The Pew Charitable Trusts today released a report focusing on the market for auto title loans. The report brings together data from a wide variety of sources (including Slips contributor Nathalie Martin's work) to provide a clear, succinct, and thorough overview of the mechanics of this under-studied industry. It also, and most interestingly, includes the results of Pew's nationwide survey of borrowers and discussions with focus groups.

The empirical data underscore how similar auto title loans are to payday loans, and how regulation of this part of the alternative finance industry also is greatly needed. The report is particularly timely in light of the Consumer Financial Protection Bureau's anticipated upcoming release of payday loan rules, and its field hearing tomorrow in Richmond on payday lending.  

People reported taking out auto title loans for similar reasons as to why they take out payday loans: they make less than $30,000 a year and primarily need money to meet everyday expenses, though some use the money to pay unexpected expenses. People also reported having other options to borrow money or cut expenses. Even so, they focused on the ease of getting money, relying on lender location and advertisements, and word of mouth, rather than comparison shopping or considering other ultimately less expensive ways to obtain credit. What is perhaps most disturbing is that a sizable portion of people reported paying back these loans via the exact means that they rejected when taking out the loans: borrowing from friends and family, going to banks or credit unions, and using credit cards.

This outcome is particularly troubling because auto title loans are both larger and riskier than payday loans. The average title loan amount is $1,000. In contrast, payday loans average about $350. As with payday loans, that $1,000 is due quickly, usually in 30 days. And as with payday loans, most people do not have the $1,250 (an APR of 300%) due at the 30 day mark. Indeed, $1,250 represents 50% of the average borrower's gross monthly income; lenders know this and expect that borrowers will not be able to repay in 30 days. Thus, the loan rolls over (and over and over), and people ultimately pay $1,200 in fees annually for that $1,000 loan.

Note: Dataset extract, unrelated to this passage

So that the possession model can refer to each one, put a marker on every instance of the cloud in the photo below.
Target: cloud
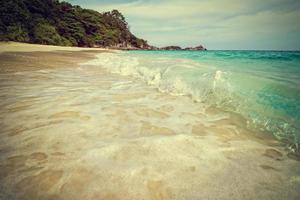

In addition, and distinct from payday loans, the consequence of not repaying an auto title loan may be disastrous. Many people need their cars to get to work, and if they do not repay the loan, the lender can repossess and sell the car. Without the car, their likelihood of being able to repay the loan plummets. Though the Pew report found that only about 10% of borrowers have their cars repossessed, the threat of repossession likely weighs heavy on borrowers' minds. The stress of not being able to pay back debt in general has been shown to negatively affect people's health and relationships. The stress of not being able to pay back a title loan, combined with the threat of repossession, likely makes these loans especially vexing and harmful.

The report ends with recommendations about how this industry should be regulated both to bring down the cost of auto title loans and provide borrowers with feasible repayment schedules. I think the recommendations about how to establish affordable installment payment schedules would be particularly effective to combat some of the most harmful problems that people encounter when trying to payback these loans, while still allowing people with borrowing needs to access money quickly. As the report notes, many of these recommendations align with prior recommendations (including from Pew) about effective regulations for payday loans. As such, as the CFPB thinks about payday loans, it likewise should consider extending some of the rules to the similar, yet seemingly more treacherous auto title loan market.